Another odd turn in the present judgment is the manner in which the ECtHR assessed the question of whether the authorities’ recovery claim had already become time-barred when the applicant commenced proceedings. The ECtHR found that the limitation period indeed could have been considered to be expired, meaning that the retrospective application of section 49 essentially revived it. Normally, Article 7 would preclude such a revival of an already expired limitation period – as the ECtHR recently explicitly confirmed in an Advisory Opinion. However, the ECtHR circumvented this prohibition on the revival of expired limitation periods by suddenly introducing an additional requirement; the expiry had to be established by a judicial decision with res judicata effect. Not only does such a criterion find no support in the ECtHR’s previous case law (as the dissenters rightfully pointed out, see para. 50), it would actually contravene one of the core reasons why limitation periods exist in the first place. The very raison d’être of limitation periods is to set a time-limit on bringing judicial proceedings for the sake of legal certainty; how then can their expiry be made dependent on the institution of them? Imagine a situation where the perpetrator of a crime has to go to court to ask for a judge to officially declare expired the limitation period for a crime with which they were never formally charged or for which they were never convicted; this sounds laughable at first glance, but this is what this res judicata criterion essentially comes down to.

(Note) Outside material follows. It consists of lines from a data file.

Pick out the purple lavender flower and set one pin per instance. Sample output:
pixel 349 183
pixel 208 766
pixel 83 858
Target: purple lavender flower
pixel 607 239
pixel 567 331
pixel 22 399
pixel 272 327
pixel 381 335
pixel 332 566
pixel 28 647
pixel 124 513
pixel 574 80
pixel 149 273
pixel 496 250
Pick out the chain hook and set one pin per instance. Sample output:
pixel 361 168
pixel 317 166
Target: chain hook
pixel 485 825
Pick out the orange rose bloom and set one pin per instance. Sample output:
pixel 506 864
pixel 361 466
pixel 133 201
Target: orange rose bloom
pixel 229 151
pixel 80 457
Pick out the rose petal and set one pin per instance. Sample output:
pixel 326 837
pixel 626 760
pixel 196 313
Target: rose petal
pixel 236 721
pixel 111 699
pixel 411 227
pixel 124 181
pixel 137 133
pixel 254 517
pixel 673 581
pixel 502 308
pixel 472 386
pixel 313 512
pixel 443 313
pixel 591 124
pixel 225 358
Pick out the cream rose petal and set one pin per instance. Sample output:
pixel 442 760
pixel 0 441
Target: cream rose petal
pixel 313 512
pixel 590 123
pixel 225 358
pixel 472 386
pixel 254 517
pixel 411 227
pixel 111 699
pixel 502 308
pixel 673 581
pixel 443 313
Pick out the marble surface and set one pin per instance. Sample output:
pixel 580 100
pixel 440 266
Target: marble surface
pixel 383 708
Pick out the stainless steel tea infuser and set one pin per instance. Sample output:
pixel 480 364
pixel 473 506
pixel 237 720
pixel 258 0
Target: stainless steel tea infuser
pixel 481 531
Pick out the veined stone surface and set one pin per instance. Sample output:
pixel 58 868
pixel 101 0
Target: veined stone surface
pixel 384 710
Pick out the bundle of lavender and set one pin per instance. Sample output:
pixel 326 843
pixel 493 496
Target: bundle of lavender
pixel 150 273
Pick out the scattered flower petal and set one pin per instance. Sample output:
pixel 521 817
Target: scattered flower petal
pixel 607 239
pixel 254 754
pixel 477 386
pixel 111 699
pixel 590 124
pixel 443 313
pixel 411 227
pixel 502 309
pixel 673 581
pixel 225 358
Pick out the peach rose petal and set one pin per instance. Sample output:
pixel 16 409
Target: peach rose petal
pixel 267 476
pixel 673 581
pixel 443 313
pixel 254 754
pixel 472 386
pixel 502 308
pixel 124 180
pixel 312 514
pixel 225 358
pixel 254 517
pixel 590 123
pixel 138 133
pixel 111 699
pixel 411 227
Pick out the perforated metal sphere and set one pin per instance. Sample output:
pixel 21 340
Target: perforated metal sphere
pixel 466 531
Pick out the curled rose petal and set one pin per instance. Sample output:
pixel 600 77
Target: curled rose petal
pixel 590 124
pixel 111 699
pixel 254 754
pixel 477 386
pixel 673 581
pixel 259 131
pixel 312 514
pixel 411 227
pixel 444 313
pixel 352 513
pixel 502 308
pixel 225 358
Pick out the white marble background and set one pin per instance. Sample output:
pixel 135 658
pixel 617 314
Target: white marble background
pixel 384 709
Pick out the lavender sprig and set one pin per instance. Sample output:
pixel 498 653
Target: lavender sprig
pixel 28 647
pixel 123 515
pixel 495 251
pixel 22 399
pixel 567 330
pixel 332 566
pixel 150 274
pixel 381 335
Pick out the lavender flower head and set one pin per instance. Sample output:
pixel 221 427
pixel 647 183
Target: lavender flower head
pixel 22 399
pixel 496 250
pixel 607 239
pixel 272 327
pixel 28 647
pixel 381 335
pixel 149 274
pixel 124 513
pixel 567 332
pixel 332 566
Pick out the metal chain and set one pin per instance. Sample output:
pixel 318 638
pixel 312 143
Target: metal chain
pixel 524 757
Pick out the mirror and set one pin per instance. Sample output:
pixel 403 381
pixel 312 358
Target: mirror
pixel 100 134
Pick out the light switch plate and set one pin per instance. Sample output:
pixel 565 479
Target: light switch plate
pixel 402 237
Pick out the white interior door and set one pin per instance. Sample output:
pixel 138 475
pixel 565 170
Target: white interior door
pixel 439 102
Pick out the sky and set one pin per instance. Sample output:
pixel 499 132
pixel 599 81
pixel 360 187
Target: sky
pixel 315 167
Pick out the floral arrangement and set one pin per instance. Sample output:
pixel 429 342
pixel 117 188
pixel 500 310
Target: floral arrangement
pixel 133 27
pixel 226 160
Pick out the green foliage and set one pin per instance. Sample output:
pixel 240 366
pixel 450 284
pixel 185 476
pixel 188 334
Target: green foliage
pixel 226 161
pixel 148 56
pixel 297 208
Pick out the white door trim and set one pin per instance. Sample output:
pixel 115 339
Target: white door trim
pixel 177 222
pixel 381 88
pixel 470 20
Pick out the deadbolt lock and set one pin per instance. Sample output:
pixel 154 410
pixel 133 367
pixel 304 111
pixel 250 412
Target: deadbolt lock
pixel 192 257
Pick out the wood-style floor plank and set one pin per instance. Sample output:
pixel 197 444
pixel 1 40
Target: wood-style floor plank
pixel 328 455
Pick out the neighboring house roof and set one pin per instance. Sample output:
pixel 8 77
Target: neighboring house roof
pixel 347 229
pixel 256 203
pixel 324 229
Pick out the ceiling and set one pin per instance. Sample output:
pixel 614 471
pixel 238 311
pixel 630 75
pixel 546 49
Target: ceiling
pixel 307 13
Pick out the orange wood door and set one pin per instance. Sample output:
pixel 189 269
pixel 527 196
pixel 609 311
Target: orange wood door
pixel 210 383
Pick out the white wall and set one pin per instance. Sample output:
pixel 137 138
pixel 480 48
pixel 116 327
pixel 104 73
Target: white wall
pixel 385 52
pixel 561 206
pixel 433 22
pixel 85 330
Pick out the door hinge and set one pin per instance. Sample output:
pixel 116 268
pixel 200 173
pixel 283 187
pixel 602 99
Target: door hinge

From the parliamentary records it appears as though the budgetary repercussions of the Court of Cassation judgment constituted the primary motivation on the Belgian legislature’s part to intervene. However, the ECtHR has already stated several times that ‘[a] State’s financial interests alone do not, in principle, justify the retrospective application of legislation’ (see the references in para. 103). From this follows that respondent States must be able to invoke other considerations in addition to financial ones to justify the retrospective nature of their legislative interventions. In this case, this resulted in the government heavily relying on the state interest in preserving legal certainty. However, the fact that this led to the revival of an already expired limitation period and to the legislature essentially undermining the Court of Cassation’s authority would suggest that the retrospective regularisation furthered anything but legal certainty. The fact that the ECtHR endorsed the Belgian State’s reasoning regardless of the legal gymnastics this required, suggests that it attaches more importance to States’ financial interests than its standard formula in the context of retrospectivity may suggest – even if this paradoxically comes at the expense of legal certainty.

At times there may be a difference between the level of scrutiny which the ECtHR ought to apply according to its recurring formulas on one hand, and the level which the ECtHR applies in reality on the other. The case of Vegotex International S.A. appears to be one of these instances. Instead of raising its scrutiny level regarding the compelling nature of the interests adduced by the government, the ECtHR actually displayed an excessive amount of deference and even went so far as to contradict its own case law on the matter. Admittedly, determining how compelling a certain interest is, is a heavily context-specific task, which makes it nearly impossible for the ECtHR to apply a one-size-fits-all approach. However, it behoves the ECtHR to at least adhere to its own standards in doing so; otherwise, the compelling aim of preserving legal certainty might not only be impeded within the Belgian legal order, but across all Contracting Parties to the Convention as well.

[i] See Tobias Mortier, ‘The Belgian Constitutional Court’s heightened scrutiny in respect of aims pursued through retrospective legislative regularisation’ (forthcoming).